Carl Berger (born 25 February 1939) is a Canadian academic and author. He was a professor of Canadian history at the University of Toronto from 1964 until his retirement in 2003. His research interests are Canadian intellectual history and Canadian historiography. His 1976 book, The Writing of Canadian History, was the first in-depth study of Canadian historiography, eliciting critical praise and winning the Governor General's Award.

== Early life and education ==

Carl Berger was born in The Pas, Manitoba, on 25 February 1939. He earned his bachelor's degree at the University of Manitoba in 1961 and his master's degree at the University of Toronto in 1962. He completed his PhD at the University of Toronto in 1967, supervised by historian Maurice Careless.

== Academic career ==

Berger was appointed at the University of Toronto in 1964, serving as a professor in Canadian history until his retirement in 2003. He served as the doctoral advisor of several prominent Canadian historians, including Gerald Friesen, a professor at the University of Manitoba; Doug Owram, a professor, deputy vice chancellor and principal for the University of British Columbia, Okanagan campus; Brook Taylor, a professor at Mount St. Vincent University; Michael Gauvreau, a professor at McMaster University; and historian Marlene Shore.

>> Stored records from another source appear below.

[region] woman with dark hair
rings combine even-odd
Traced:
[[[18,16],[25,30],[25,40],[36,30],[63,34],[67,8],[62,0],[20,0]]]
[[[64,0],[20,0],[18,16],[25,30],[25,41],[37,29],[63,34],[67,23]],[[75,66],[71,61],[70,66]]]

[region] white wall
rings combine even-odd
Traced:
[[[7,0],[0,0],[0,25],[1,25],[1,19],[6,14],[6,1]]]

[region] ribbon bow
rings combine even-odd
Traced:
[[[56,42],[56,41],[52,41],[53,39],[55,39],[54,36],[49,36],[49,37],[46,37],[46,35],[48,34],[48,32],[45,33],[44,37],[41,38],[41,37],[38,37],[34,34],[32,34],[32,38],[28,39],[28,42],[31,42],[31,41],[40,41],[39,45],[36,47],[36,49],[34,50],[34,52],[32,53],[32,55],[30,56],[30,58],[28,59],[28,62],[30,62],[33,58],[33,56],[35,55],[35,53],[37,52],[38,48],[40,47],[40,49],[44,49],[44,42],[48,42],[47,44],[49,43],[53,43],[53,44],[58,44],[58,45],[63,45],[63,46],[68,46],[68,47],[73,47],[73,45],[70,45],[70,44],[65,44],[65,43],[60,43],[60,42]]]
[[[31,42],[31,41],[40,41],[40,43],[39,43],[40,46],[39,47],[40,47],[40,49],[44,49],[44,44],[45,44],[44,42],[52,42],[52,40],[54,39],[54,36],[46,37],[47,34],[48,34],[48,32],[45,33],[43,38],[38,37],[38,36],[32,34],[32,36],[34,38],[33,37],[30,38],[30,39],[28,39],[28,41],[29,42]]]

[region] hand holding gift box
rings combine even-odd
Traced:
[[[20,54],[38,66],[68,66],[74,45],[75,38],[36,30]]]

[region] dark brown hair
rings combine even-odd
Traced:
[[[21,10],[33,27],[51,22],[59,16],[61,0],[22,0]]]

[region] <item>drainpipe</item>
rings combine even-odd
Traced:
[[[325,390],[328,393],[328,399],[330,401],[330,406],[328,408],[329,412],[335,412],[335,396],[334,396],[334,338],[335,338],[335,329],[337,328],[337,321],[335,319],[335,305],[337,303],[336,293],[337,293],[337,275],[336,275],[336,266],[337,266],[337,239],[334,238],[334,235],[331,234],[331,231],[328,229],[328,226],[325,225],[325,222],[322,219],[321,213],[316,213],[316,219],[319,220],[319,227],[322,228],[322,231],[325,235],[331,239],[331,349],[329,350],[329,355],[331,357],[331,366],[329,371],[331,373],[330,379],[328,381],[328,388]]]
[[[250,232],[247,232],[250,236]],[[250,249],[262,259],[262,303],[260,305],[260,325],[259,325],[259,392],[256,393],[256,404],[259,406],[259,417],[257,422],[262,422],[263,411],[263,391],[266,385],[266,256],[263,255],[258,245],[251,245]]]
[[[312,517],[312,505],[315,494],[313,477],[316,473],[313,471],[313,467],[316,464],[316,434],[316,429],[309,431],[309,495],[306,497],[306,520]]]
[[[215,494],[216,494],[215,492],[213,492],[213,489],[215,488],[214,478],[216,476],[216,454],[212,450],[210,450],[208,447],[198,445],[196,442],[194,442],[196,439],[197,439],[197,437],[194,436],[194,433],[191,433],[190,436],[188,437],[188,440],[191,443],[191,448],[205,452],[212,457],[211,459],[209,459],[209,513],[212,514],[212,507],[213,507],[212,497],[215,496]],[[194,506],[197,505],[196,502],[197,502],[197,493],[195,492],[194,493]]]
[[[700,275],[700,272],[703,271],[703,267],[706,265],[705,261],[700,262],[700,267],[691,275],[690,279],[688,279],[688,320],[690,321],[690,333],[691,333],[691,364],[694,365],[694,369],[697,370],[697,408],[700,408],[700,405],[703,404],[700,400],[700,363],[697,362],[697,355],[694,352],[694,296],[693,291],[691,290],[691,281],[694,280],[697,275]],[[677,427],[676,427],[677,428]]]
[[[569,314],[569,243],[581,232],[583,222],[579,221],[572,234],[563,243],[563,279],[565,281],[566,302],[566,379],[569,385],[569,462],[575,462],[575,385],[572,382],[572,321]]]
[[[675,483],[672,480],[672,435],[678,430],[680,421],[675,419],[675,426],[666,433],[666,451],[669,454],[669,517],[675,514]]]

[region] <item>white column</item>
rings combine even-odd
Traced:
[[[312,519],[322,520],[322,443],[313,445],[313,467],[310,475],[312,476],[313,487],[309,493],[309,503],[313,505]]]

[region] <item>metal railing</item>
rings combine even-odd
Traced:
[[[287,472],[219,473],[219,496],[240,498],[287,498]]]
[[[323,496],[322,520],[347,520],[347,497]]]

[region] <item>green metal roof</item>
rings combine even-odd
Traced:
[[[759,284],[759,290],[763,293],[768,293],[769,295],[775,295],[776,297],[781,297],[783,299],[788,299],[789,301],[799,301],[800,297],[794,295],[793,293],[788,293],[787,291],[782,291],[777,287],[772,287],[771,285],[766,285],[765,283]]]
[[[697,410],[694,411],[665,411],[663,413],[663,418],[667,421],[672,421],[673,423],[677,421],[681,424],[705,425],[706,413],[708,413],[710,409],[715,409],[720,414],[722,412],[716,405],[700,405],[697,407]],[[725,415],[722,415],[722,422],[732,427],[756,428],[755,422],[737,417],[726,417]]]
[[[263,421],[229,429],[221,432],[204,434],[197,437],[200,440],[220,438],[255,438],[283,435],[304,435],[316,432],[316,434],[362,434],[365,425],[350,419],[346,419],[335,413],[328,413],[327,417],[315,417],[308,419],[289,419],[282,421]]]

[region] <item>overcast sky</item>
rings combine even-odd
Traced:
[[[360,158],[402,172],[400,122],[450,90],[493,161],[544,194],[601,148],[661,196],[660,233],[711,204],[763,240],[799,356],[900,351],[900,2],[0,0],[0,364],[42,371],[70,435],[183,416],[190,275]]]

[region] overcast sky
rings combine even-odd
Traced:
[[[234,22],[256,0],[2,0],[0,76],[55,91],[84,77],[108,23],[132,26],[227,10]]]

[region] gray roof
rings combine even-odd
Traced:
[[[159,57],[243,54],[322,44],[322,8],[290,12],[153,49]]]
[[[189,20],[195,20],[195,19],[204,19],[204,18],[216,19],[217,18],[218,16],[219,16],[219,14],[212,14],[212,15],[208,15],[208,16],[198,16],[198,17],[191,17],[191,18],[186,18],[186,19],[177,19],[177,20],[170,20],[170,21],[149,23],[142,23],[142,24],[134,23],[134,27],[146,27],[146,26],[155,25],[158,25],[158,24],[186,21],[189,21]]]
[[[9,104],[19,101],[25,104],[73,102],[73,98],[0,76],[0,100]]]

Berger's research has focused on Canada's intellectual history and Canadian historiography. His 1970 book, The Sense of Power, argues that Canadian nationalism originated in British imperialism, concluding that "Imperialism was one form of Canadian nationalism." Historian Terry Crowley writes that the book "added a new dimension to historical scholarship in revealing the complicated roles that ideas play in history", and historian Adele Perry describes the book as anticipating historical disputes in the 1990s regarding the relationship between nation and empire. Writing in 2009, Perry describes the book as a "standard reference for studies of English Canada and imperialism".

Berger's 1976 book, The Writing of Canadian History, was the first in-depth work of Canadian historiography. The book earned critical praise and won the Governor General's Award. Crowley describes the book a "landmark", writing that it "cast a mirror on an academic discipline that had been little prone to introspection". Berger wrote a second edition of the book, published in 1986. In 1976, Berger was elected a Fellow of the Royal Society of Canada, and the Society awarded him the J. B. Tyrrell Historical Medal in 1984.